Diego BERTELLI (Yale University)

Of fragments and footnotes: absence and invention of the text in Roberto Bazlen

The fragment as a crux of philology; crux as a textual sign which marks an uncertainty of interpretation. As far as philology is concerned, fragments represent what is left of a text; the ruins of a previous unity which represented the literary work. We might think of Sappho and Cornelius Gallus’ fragmentary corpus. The reconstruction of classical texts has always struggled with the loss which fragments bring about. Besides text interpolations and slips of the pen, lacunae have determined a compelling necessity of emendation in the course of history. As Grafton’s The Footnote. A Curious History has shown, footnote-shaped commentaries have always represented the privileged means for interpreters in the practice of textual reconstruction and explication to the point that “occasionally the writer served as his own explicator. Dante and Petrarch wrote formal commentaries on segments of their own poetic production―a tradition which continued […] down to T. S. Eliot’s notes on The Waste Land.” Whereas in the course of history the practice of the footnote was meant to support the comprehension of the text, at the turn of the nineteenth century “the logic of syntax as well as the linear sequence of printed language […] is assaulted by a wish to express non-syntactic, non-sequential, and radical eccentric thought,” as Said’s Beginnings points out.
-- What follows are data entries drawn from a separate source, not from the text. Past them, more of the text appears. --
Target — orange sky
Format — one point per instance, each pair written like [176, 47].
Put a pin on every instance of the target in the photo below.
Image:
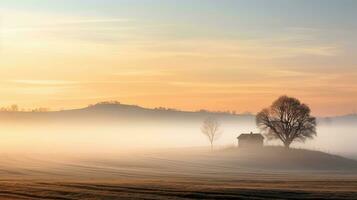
[72, 59]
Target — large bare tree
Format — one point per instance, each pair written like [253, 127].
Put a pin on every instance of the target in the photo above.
[211, 128]
[287, 119]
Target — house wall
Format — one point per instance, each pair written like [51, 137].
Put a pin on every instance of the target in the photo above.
[250, 143]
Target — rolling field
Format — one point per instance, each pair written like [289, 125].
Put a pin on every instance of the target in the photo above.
[185, 174]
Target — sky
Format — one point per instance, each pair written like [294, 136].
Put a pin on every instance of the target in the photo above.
[198, 54]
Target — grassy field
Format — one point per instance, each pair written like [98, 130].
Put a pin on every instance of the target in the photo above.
[184, 174]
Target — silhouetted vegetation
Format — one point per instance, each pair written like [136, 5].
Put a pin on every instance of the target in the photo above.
[211, 128]
[288, 120]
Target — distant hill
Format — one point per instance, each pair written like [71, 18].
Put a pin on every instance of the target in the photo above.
[117, 111]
A poetics of fragment (Rebora, Boine, and the constellation of authors of La Voce) takes over as an aesthetic category; the fragment as a form of expression which is to be read as a whole text. The relationship between fragment and footnote loses its explicatory connection; footnotes radicalize the role of fragments as a whole and become themselves text. Bazlen’s Note senza testo make this turn radical: “io credo che non si possa più scrivere libri. Perciò non scrivo libri. Quasi tutti i libri sono note a piè di pagine gonfiate in volume (volumina). Io scrivo solo note a piè di pagina.” (“I believe that it is no longer possible to write books. That is why I do not write books. Almost all books are footnotes that have ballooned into volumes (volumina). I write only footnotes”.)

Diego Bertelli is a Ph.D. candidate at Yale University. His articles, reviews, essays, poems and translations from English and German have appeared in Italian and American literary reviews. In 2005 he published his first poetry collection, "L'imbuto di chiocciola" (Edizioni della meridiana,
Firenze), Premio Astrolabio Opera Prima 2008. He is currently working on his doctoral dissertation, "Al fondo della scrittura: l'inedito nella Letteratura del Novecento" and the complete Italian translation of Christian Morgenstern's "Galgenlieder".